Jake had urged her to come home. “Even a short visit would be better than none,” he said, his voice tired. She had never heard him beg before.
Even her mother begged. When Anna heard, “Now, dear, be reasonable,” she was propelled back to her childhood, back to the time when the next words had been, “practice your piano lessons” or “change that sweaty shirt” or “wear a jacket—the night is cool” or “eat your broccoli.”
The final straw, though, came from Chris. “Come home, Mommy,” he had pleaded over the telephone. The tension in his sweet voice was like a thorn in the honey.
Jake stopped the van in the driveway. “Here we are,” he said.
A Subaru was parked in front of the garage door. She knew it belonged to her because the bumper sticker—faded and peeling off the lid of the trunk—said, “It’s my RIGHT TO CHOOSE what happens to my body.” She had been eight and a half months pregnant with Chris when she marched in that Freedom of Choice rally, her swollen feet beating what seemed like miles of pavement. Her pelvis was so unhinged in preparation for the birth that she thought she would come apart with each step. After the rally, soaked to the skin by an unexpected downpour, she had ripped the protective backing off the sticker and slapped it on her car. Considering the rain, she was amazed it had stuck at all. Yet, almost four years later, wrinkled and sun bleached, it still clung to the green paint.
“Jake . . .” Sh
e took a deep breath, let it out slowly. She needed to place the fragments of her memories in the right order. “I drove Eddie and Chris to the emergency room. How’d my car get home?” In the days and nights she spent at Eddie’s side, she hadn’t thought of the Subaru even once.

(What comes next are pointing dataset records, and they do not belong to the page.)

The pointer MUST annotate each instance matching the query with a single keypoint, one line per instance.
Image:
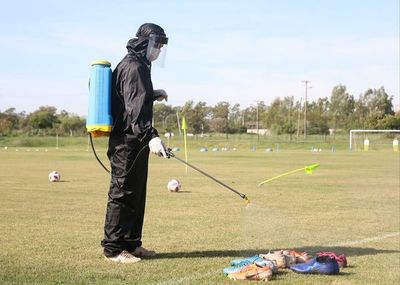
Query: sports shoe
(299, 257)
(250, 260)
(123, 257)
(261, 262)
(317, 265)
(341, 259)
(276, 256)
(252, 272)
(143, 252)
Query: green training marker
(308, 169)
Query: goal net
(374, 140)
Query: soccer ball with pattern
(174, 185)
(54, 176)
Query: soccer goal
(374, 139)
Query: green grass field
(51, 232)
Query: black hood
(138, 45)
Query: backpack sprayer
(99, 122)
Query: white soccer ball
(174, 185)
(54, 176)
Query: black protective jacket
(132, 93)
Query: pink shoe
(341, 259)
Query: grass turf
(51, 232)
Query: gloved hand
(157, 147)
(159, 95)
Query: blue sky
(235, 51)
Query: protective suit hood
(138, 46)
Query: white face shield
(157, 49)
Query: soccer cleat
(142, 252)
(252, 272)
(261, 262)
(341, 259)
(123, 257)
(317, 265)
(250, 260)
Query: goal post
(352, 132)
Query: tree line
(342, 111)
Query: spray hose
(169, 154)
(106, 169)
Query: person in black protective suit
(132, 110)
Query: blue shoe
(249, 259)
(317, 265)
(261, 262)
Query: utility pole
(298, 118)
(305, 108)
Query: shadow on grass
(348, 251)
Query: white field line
(346, 243)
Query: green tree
(70, 123)
(318, 117)
(197, 116)
(220, 117)
(162, 114)
(9, 121)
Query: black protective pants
(127, 195)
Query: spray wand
(243, 196)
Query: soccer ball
(54, 176)
(174, 185)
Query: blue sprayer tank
(99, 120)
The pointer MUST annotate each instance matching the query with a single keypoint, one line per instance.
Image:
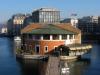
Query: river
(9, 65)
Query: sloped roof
(37, 28)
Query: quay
(56, 67)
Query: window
(37, 49)
(64, 37)
(55, 47)
(30, 47)
(46, 37)
(46, 48)
(36, 37)
(71, 36)
(55, 37)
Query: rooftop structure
(46, 15)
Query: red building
(43, 38)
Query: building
(46, 15)
(73, 21)
(43, 38)
(16, 23)
(4, 30)
(91, 19)
(90, 28)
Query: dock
(53, 67)
(56, 67)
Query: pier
(56, 67)
(53, 67)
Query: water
(10, 66)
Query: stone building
(44, 38)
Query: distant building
(44, 38)
(73, 21)
(89, 24)
(91, 19)
(46, 15)
(4, 30)
(15, 24)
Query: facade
(18, 21)
(4, 30)
(15, 24)
(89, 25)
(90, 29)
(91, 19)
(46, 15)
(44, 38)
(73, 21)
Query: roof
(37, 28)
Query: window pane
(46, 37)
(64, 37)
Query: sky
(67, 7)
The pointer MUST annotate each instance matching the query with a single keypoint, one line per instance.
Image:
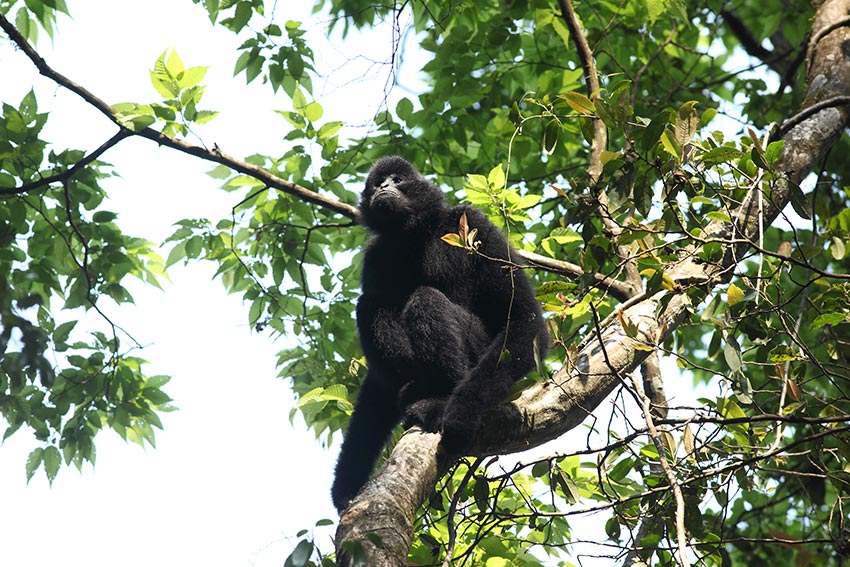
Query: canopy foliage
(610, 188)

“Your dad rode with me to the hospital yesterday. No, the day before. No . . . I don’t remember when. He drove it home.”
“Oh.” She exhaled into the word. Arranging for a ride, finding the right parking lot at the hospital, locating her green car among the other green cars—the whole process of getting it home seemed an unsolvable problem. Yet, here it was.
“Whose is that?” She pointed to the Taurus beside the Subaru.
“Your folks’ rental.”
She nodded as she held her head, trying to quell the ache that pounded behind her eyes.
Chris’s toy backhoe lay half buried in the sandbox beside the garage, and the old tire twisted slowly from the end of the rope tied high in the oak tree. A child’s brown flannel jacket dangled from the groove of the tire. Chris must have left it there and no one noticed. If she had been home at the time, she would have noticed, would have instantly spotted it there in the tire, would have put it back in the closet.
Without thinking, she placed her foot beyond the loose brick on the back stairs, the one that used to wobble when she stepped on it. As she pushed open the back door, the curtain that covered the window brushed against her hair. Somewhere in her sewing cabinet was the leftover material, a piece of dull citron-colored gauze with thin blueberry stripes. She worried about prowlers when Jake was away at night and had made the curtain a week after they moved in.
“Mommy,” Chris screamed, racing from the kitchen. He rammed full force into her leg and clung to her as desperately as a shipwrecked sailor grasps a piece of driftwood.